His errors were perseveration of the previous item or substitutions with another movement—for instance, when asked to make a clip-clop noise with his tongue, he showed his teeth, then made his teeth chatter. Similarly, asked to close his eyes, he said “yes” at first, then he opened his mouth, then he tried to show his tongue. He was unable to close either his right or his left eye, to look leftward or rightward keeping his head motionless, or to wrinkle his forehead or his nose.
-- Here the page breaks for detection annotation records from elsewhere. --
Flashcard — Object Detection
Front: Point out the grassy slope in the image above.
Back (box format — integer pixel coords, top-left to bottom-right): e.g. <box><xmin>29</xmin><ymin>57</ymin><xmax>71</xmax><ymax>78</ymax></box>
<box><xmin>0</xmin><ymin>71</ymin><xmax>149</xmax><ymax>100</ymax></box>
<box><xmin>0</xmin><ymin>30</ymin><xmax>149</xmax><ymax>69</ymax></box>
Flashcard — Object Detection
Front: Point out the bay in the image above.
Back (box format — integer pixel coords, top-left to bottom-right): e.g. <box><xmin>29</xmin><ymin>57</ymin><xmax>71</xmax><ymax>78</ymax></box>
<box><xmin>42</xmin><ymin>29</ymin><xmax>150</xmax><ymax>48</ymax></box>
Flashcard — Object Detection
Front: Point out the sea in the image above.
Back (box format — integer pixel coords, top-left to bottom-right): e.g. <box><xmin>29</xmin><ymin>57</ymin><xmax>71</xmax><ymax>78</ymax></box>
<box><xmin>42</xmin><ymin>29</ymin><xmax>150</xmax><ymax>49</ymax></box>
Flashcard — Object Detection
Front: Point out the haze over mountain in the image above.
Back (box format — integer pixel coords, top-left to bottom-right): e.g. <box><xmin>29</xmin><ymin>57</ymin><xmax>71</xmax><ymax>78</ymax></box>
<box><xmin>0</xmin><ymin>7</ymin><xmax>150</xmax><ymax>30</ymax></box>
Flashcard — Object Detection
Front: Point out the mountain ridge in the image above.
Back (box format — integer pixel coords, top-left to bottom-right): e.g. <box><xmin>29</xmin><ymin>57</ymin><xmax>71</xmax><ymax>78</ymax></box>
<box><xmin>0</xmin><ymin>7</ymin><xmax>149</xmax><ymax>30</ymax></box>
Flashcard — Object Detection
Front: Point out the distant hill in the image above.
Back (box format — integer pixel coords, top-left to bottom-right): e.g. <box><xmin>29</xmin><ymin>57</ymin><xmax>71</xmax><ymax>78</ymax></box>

The patient's face apraxia could not be due to motor impersistence because he was not required to hold a position for a given time.10 Moreover, the fact that his face apraxia was long lasting excludes the possibility that upper face apraxia has to be drawn back to diaschisis or other similar phenomena. Finally, neglect had recovered at the time of testing and there was no cognitive deterioration to account for the presence of this symptom.

Ideomotor apraxia was also assessed by means of a 24 item test.11 His score with the right arm and hand was normal (64/72, cut off score=53). The patient was not aphasic; his language was emitted with a normal prosody, was well articulated, informative, and without qualitatively aphasic errors.

This case points to a possible role that the right hemisphere might have in normal facial praxis, both for the lower and upper face areas, in some people. Moreover, it confirms the dissociation between face apraxia and aphasia, as well as between limb and face apraxia.